I am not sure what the tune for the above is but apparently when I get close to a bar I start walking faster and singing that under my breath. We went to Kulminator. A tiny bar that was the entire focus on stopping in Antwerp. The beer menu is not the largest in Belgium but it is easily the best. The beer cellar is better than many small companies server closets. The cats I can tolerate.

The crazy cat lady with a side interest in beer happily brought our beers to our little hideaway out the back in the garden.
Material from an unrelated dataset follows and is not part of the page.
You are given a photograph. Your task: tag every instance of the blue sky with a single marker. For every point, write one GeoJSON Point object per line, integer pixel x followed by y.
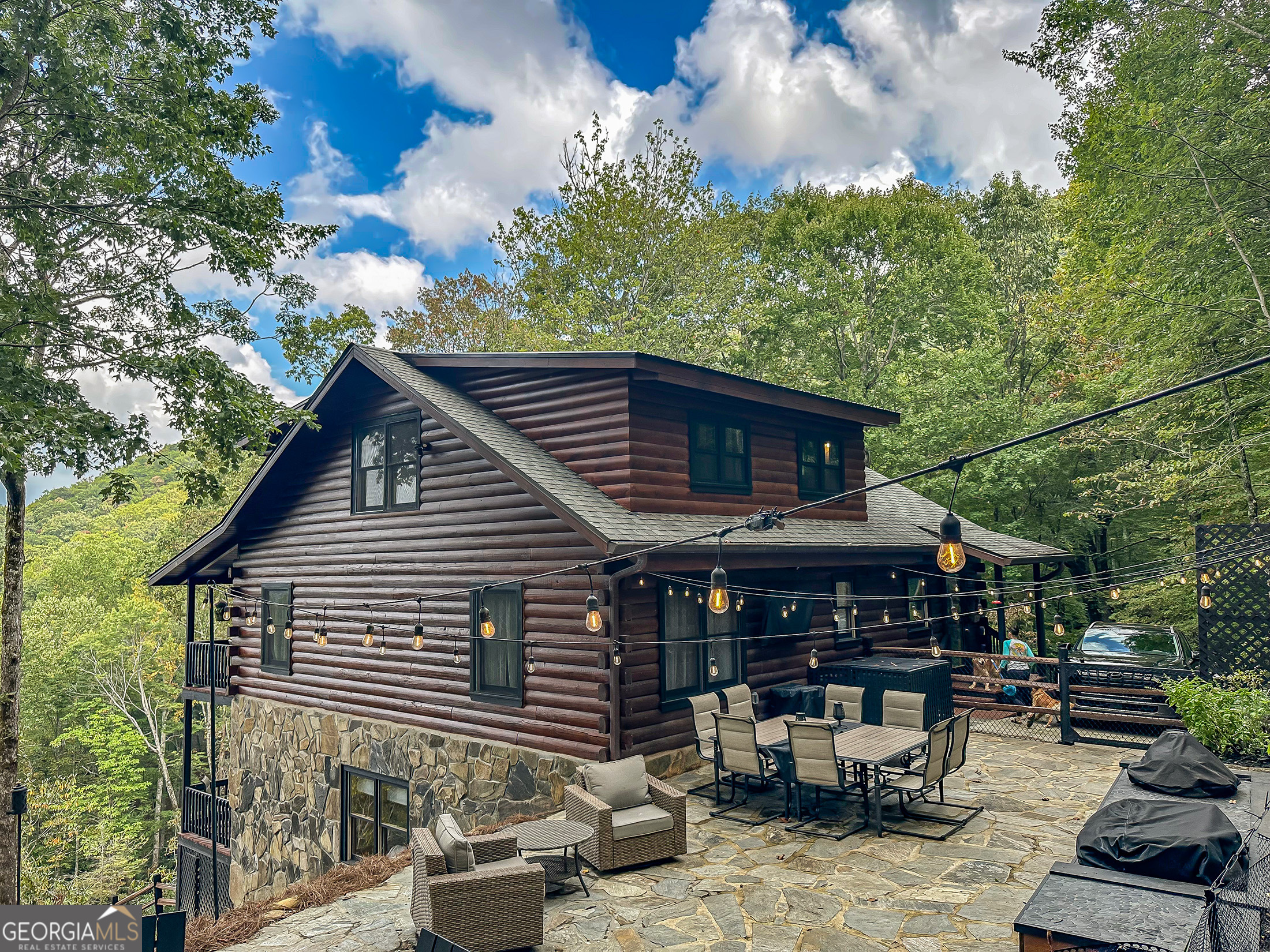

This is not a beer garden. It is just the garden out the back of the bar. Reminiscent of gardens out the back of a Newtown terrace rental. Empty crates of beer strewn about, random bits of furniture that can tolerate the elements and the aforementioned cats everywhere.

Despite being tempted by the Chimei Blue tasting board (a bottle of this years product, a bottle of ten year old and a bottle of 20 year old) we went for:

Tripel Karmeliet: My favourite trippel. Very sweet with a subdued hop dryness. Mouthfeel is rich with a hint of graininess. On tap. I consider this a great dessert beer (but will drink it any time). It has the sweetness that a dessert wine might have but the hops dry it enough that it doesn't become too syrupy. The hops are reminiscent of Duvel but turned down a lot.

Christmas Something or Other: I took a pic of this but can't quite read the label. Any review of the beer therefore becomes somewhat pointless but I will soldier on. Brewed in 1995, almost zero carbonation. Rich brandy nose with caramel and some spice. Quite a thin mouthfeel and initial flavour matches the aroma but in a much weaker fashion. Insanely long after taste which accentuates the brandy flavours.

Oude Geueze: This was not Cantillon but I forget which one it was. I specifically asked for not Cantillon as Al had never tried an aged geueze before and I wanted a mild introduction for him. Geuze is often used to make the flavoured beers which are usually called Lambic (Kriek, Peche and the alltime great Framboise) as it is a light, yeasty and sour beer which can carry the sweetness of the fruit flavours. Aged geuze doesn't typically have the fruit flavours and is just yeasty and sour. Really sour. In the case of Cantillon very surprisingly sour. The crazy cat ladies recommendation was a good one as after a couple of mouthfuls Al mentioned that it really grows on you.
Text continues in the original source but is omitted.